Merle Emberton, a Marine Corps veteran of Vietnam who took part this year, said he deliberately avoided the wall for years.

WASHINGTON D.C., DC — They walked or rolled slowly in wheelchairs past the polished stone face of the Vietnam Memorial Wall.

As the Honor Flight Maine veterans looked into the names of those killed in the Vietnam War, the veterans’ own reflections looked back at them.

It’s part of the genius of that monument, the faces of the living forever united in stone, with the names of the dead.
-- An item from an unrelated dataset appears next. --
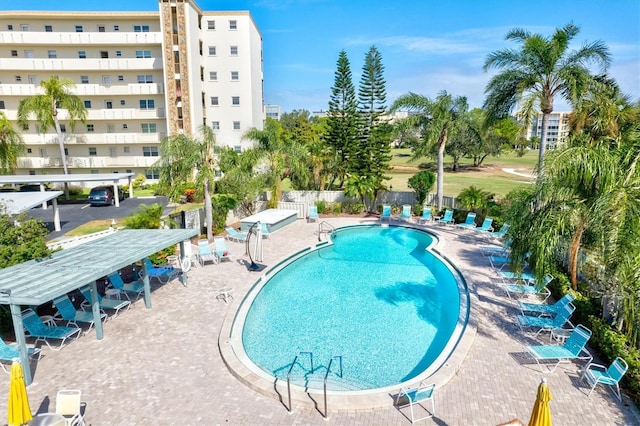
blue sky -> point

Several of the Vietnam veterans on this Honor Flight trip had never visited the wall before. Merle Emberton, a Marine Corps veteran of Vietnam, said he had deliberately avoided the wall for years.
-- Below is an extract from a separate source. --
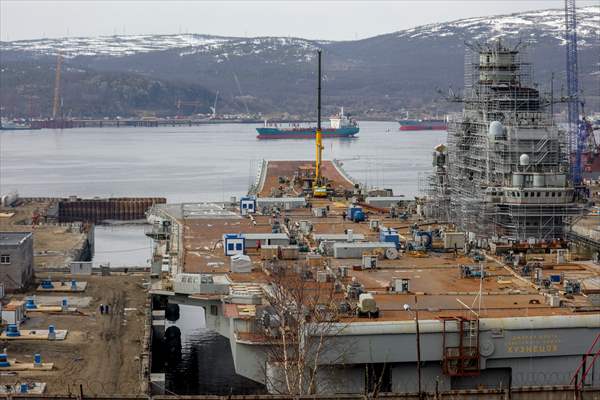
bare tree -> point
(300, 323)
“I’ve been in the Washington area before and have avoided it because I didn’t want to be saddened by it,” Emberton said, shortly before the Honor Flight buses rolled up at the memorial site. "It’s hard to get over the loss of a lot of friends, and once you get over it you don’t want to sit there and cry again.”

Emberton said he had a list of names of friends and Marine buddies who died in Vietnam, but left it home on purpose.

Credit: NCM

“And though they were like friends, they were like brothers to me," he said. "The Marine Corps, we’re like brothers. We all serve each other and protect each other.”

Later, he did not say if he still picked out specific names but said the wall was emotional, though he did not cry.

Others did, touching names on the wall, looking for others, and remembering those they lost.

Honor Flight Maine trips celebrate the service of veterans and are often filled with people saying thank you to the vets.

But there are also sobering reminders that those in the military have sometimes had to pay a heavy price.

That reminder is brought home by seeing the solemn, dignified changing of the guard at the Tomb of the Unknown Soldier

The message is felt even more strongly at the Vietnam wall.

On the opposite side the Lincoln Memorial, that same message is sent by the Korean War Memorial, though fewer people are there to see it.

The Korean War is still considered by many to have been America’s “forgotten war," despite the fact that more than 33,000 American service members were killed in Korea.

Credit: NCM

Navy veteran Joe Scarborough, who served on a destroyer along the Korean coast, said the Vietnam War has overshadowed the brutal Korean conflict.

“And we had heavy casualties, Marines and Army especially," he said. "And it wasn’t declared as a war so it gets largely forgotten.”

Fred Collins, an Army combat engineer who has visited the Korean memorial before, said he hasn’t forgotten his time in Korea, either.

“I think of the guys that never came back,” Collins said, choking back tears. “It’s always on your mind, because you think you’re so lucky you did come home."

But this time he traveled home with a different and better memory, after the Korean War veteran, wearing a hat with that logo, met two Korean teenage girls, just a short distance away from the memorial to that war.

“They came down the steps of the Lincoln Memorial, came over and put their arms around me. I said [he used a Korean language greeting] and they said, ‘Wow, thanks very much.’ They were thankful, those people went through a lot.”

Collins is one of several Honor Fight Maine veterans who said they were thanked by Korean families for freeing their country from the Communists 70 years ago.